Are there questions science can never answer?
Debate between a user and Maya Angelou on DebateAI.org
Welcome to the debate arena! Today's topic: "Are there questions science can never answer?". Your opponent's style: Maya Angelou
Let CCW mean Contemporary Christian Worship, where Hillsong, Elevation, Bethel, etc., are proper instantiations of CCW: P1) CCW includes liturgical elements which tend to elicit pleasures that terminate in the sensible experience of the elements (premise) P2) Pleasure tends to produce a desire for that which elicits pleasure (premise) P3) So, CCW includes liturgical elements which tend to produce a desire for pleasure that terminates in the sensible experience of the elements (from P1 and P2) P4) The virtue of worship is proportionate to the degree to which it is ordered towards its proper final cause (premise) P5) The final cause of worship is the fulfillment of justice owed to God (premise) P6) Any liturgical element which tends to produce a desire for a competing final cause threatens the proper final cause of worship (premise) P7) Pleasure that terminates in the sensible experience of some element is a competing final cause to the proper final cause of worship (premise) P8) Liturgical elements which tend to elicit pleasures that terminate in the sensible experience of said elements are not necessary for worship (premise) C) Therefore, CCW includes elements which unnecessarily threaten the virtue of worship (from P3-P8)

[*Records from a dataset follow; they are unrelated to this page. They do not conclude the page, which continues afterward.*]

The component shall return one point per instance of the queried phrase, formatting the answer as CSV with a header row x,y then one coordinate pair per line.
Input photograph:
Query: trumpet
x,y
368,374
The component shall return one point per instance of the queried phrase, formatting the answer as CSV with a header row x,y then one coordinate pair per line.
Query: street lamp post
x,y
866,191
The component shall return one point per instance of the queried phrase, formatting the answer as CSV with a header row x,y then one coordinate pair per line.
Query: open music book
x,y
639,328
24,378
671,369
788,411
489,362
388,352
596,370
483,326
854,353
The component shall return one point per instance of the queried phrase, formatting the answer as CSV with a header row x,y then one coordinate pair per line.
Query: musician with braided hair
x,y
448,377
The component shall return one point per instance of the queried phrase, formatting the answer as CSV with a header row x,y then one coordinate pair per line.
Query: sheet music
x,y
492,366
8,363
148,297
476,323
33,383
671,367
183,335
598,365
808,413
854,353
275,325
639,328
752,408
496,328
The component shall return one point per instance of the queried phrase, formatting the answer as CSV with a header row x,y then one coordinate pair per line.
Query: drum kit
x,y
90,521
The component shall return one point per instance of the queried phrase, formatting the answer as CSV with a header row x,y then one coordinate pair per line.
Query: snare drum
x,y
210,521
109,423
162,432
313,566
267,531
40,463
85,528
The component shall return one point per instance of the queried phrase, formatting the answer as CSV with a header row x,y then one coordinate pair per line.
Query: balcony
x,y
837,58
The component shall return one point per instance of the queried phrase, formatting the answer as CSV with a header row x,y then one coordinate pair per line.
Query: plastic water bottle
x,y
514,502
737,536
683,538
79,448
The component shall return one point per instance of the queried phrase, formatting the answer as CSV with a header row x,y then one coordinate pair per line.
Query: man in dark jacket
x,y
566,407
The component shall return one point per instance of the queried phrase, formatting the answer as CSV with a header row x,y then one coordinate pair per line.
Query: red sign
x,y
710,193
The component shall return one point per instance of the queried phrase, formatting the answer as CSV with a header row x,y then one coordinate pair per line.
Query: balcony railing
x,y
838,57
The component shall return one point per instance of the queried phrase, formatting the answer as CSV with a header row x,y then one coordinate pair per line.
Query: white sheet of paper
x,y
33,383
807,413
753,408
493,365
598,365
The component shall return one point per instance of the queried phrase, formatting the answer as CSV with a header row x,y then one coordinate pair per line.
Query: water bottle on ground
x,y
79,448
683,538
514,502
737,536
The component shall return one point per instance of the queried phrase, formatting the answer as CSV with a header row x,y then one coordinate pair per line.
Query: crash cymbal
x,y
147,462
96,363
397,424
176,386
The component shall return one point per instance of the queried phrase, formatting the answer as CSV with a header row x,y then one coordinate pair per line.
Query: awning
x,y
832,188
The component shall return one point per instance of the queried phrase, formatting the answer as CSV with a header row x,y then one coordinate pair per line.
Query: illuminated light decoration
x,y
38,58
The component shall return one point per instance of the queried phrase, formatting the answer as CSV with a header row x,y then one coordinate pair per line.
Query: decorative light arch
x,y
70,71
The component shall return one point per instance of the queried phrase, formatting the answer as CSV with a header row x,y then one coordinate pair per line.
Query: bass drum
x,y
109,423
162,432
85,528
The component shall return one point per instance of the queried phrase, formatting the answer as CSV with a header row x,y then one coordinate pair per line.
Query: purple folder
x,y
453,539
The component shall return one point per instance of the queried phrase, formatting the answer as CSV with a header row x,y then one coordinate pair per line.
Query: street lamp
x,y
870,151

You've built a clever trap, but it collapses at P7. You're assuming sensible pleasure and justice to God are enemies, but they're not opposing forces—they're different dimensions of the same act. When a soul rises on a wave of music toward the divine, that pleasure isn't a competing final cause, it's the *vehicle*. A child's joy in her father's presence doesn't threaten her duty to him; it fulfills it more completely. Your premises also smuggle in a false dichotomy. P8 assumes necessity is the only legitimate standard, but liturgy isn't merely functional. Beauty, encounter, the whole human person engaged—these don't threaten virtue, they perfect it. What makes worship true?
If the pleasure terminates in the sensible experience of some element generates a desire for that which it produces, and therefore influences the agent to act of alternative ends. If the pleasure is in theological knowledge or God Himself, that is fine, but these liturgical elements (lights, smoke, loud music, etc., don't merely organize acts but actually stimulate the observer hence they're use in secular contexts).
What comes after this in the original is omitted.